Une 300 SL Papillon côtoie un Pinzgauer de l’armée suisse.

Poursuivant sur le même thème, il ajoute : “Doug a réussi à me faire écrire des choses que je ne soupçonnais pas. Il m’a demandé de rédiger quelques chapitres, et l’un d’eux évoquait la façon dont la voiture aurait pu être conçue si la technologie moderne avait été disponible. Cela m’a fait réfléchir sur ce que nous considérons aujourd’hui comme normal en termes de processus de conception. Grâce à l’acquisition de données, aux outils de simulation et autres techniques, nous avons accès à des informations beaucoup plus nombreuses qu’alors. Même au début de ma carrière en compétition automobile, ce genre de chose était empirique et intuitif. Pour cette raison, les individus qui avaient des connaissances et de l’expérience étaient très précieux. Ils avaient déjà fait des erreurs qui les avaient fait progresser; ils ressentaient dans quelle direction il fallait se diriger. Avec un programme expérimental (essayer quelque chose, et si ça ne marche pas alors essayer autre chose), ils trouvaient des solutions. Bien sûr, ce procédé est assez rudimentaire car des gains potentiels peuvent être ignorés en chemin.
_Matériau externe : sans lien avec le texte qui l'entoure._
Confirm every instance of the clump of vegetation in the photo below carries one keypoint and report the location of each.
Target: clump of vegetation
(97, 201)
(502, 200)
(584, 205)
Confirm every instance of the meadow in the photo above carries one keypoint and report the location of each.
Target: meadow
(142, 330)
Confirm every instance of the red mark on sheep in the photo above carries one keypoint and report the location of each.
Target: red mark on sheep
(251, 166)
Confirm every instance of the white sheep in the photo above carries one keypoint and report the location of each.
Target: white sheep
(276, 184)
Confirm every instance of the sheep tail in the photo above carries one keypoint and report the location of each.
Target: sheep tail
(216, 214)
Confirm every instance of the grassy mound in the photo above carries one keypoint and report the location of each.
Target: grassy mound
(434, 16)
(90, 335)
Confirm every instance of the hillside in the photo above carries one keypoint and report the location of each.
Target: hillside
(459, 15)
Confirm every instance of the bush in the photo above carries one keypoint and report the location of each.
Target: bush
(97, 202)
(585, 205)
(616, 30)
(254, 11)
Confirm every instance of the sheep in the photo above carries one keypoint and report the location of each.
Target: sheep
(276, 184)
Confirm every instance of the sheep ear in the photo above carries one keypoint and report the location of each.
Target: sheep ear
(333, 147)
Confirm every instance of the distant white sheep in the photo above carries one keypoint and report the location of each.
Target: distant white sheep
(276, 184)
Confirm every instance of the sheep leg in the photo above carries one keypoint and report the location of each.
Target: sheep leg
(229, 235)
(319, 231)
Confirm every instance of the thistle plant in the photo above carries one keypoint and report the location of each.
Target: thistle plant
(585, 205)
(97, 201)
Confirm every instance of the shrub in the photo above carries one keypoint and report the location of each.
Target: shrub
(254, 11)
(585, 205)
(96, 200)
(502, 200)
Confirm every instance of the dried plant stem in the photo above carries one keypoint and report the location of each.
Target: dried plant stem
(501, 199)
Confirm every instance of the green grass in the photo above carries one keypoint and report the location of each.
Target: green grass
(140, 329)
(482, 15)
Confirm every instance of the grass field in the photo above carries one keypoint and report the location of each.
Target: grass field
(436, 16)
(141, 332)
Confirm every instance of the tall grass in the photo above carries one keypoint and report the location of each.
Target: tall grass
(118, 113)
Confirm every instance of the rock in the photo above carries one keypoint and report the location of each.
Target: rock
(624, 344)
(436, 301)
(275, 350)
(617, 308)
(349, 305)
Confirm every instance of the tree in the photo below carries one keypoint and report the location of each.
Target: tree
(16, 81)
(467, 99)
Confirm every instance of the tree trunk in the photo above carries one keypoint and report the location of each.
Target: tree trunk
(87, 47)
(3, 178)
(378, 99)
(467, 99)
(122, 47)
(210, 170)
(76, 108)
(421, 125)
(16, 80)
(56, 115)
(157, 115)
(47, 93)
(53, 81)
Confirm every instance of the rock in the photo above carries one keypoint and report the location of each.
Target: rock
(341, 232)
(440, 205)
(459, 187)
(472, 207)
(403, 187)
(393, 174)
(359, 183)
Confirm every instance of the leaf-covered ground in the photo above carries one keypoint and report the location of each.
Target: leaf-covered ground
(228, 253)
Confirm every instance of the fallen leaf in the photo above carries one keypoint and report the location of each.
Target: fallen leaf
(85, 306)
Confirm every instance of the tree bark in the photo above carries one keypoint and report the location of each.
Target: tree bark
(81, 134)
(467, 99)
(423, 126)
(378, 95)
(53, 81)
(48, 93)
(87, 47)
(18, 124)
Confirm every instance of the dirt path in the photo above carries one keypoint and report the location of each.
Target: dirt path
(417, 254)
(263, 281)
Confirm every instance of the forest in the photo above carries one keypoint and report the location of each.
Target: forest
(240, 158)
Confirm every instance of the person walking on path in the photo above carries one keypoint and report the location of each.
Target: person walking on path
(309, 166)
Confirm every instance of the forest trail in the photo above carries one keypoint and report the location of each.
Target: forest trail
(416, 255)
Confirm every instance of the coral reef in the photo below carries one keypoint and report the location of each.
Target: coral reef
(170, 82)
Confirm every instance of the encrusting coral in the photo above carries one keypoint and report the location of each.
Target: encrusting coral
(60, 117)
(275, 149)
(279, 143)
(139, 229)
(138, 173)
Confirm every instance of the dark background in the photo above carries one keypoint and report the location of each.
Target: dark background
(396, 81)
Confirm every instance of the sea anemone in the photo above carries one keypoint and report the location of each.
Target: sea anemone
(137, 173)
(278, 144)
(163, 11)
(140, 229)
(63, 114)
J’ai trouvé cette grande comparaison extrêmement captivante. Il y a eu un pas de géant en termes d’acquisition de données, par rapport à cette époque. Je me souviens comment les choses se passaient dans les années 1970, quand j’ai commencé à concevoir des voitures de course. J’ai longtemps travaillé sous l’autorité de Patrick Head, chez Williams, et nous faisions de notre mieux avec les informations dont nous disposions, tout en étant conscients de travailler avec de nombreuses lacunes. Nous passions notre
temps à essayer de compléter les informations.

Brawn aime la 250 GT châssis court autant
pour sa ligne sublime que son passé en course.

“LA PLUPART DE CES VOITURES SIGNIFIENT
POUR MOI QUELQUE CHOSE AU NIVEAU
PERSONNEL »

Dans le livre, je raconte l’histoire de la conception d’un enregistreur mécanique à six pistes dans les années 1970. Il comportait deux rouleaux avec du papier paraffiné et des stylets reliés par des câbles aux quatre suspensions et aux jupes. Un élément clé du succès de Williams à cette époque est que, par rapport à nos concurrents, nous avions une meilleure compréhension de ce que la voiture faisait; comment la suspension se comportait et comment les jupes réagissaient. Ferrari n’avait rien de tel, il y a 50 ans, et pourtant la 250 GT châssis court fonctionnait. C’était le point culminant de l’expérience accumulée avec les versions précédentes de Ferrari 250. Et en plus de ses qualités routières, elle reste
une des plus belles voitures jamais fabriquées. Sur la forme, il n’y a rien à reprendre.”

Bien que n’étant pas amateur inconditionnel
de Porsche, il adore la RS 2.7.

Sur ces mots, Brawn glisse ses 1,88 m dans l’habitacle de la voiture et démarre le V12 de 3 litres. “Il fait un bruit tellement fabuleux,” dit-il. Pendant que le moteur chauffe, nous avons le temps de jeter un coup d’œil sur les voitures garées à côté, dont une fantastique Invicta Type S 1931 et une Porsche 911 Carrera 2.7 RS Touring : “Je m’intéresse de plus en plus aux voitures d’avant-guerre. Cette Invicta appartenait à un ami et je la connais depuis longtemps. Je ne suis pas un grand fan de Porsche, mais j’adore la RS. Je suis ami avec John Watson (nous allons à la pêche ensemble) et il en possède une depuis sa première saison de Formule 1 [pour Hexagon] en 1974. J’ai essayé d’acheter sa voiture, mais “Wattie” n’a jamais accepté et j’ai donc fait l’acquisition de celle-ci.”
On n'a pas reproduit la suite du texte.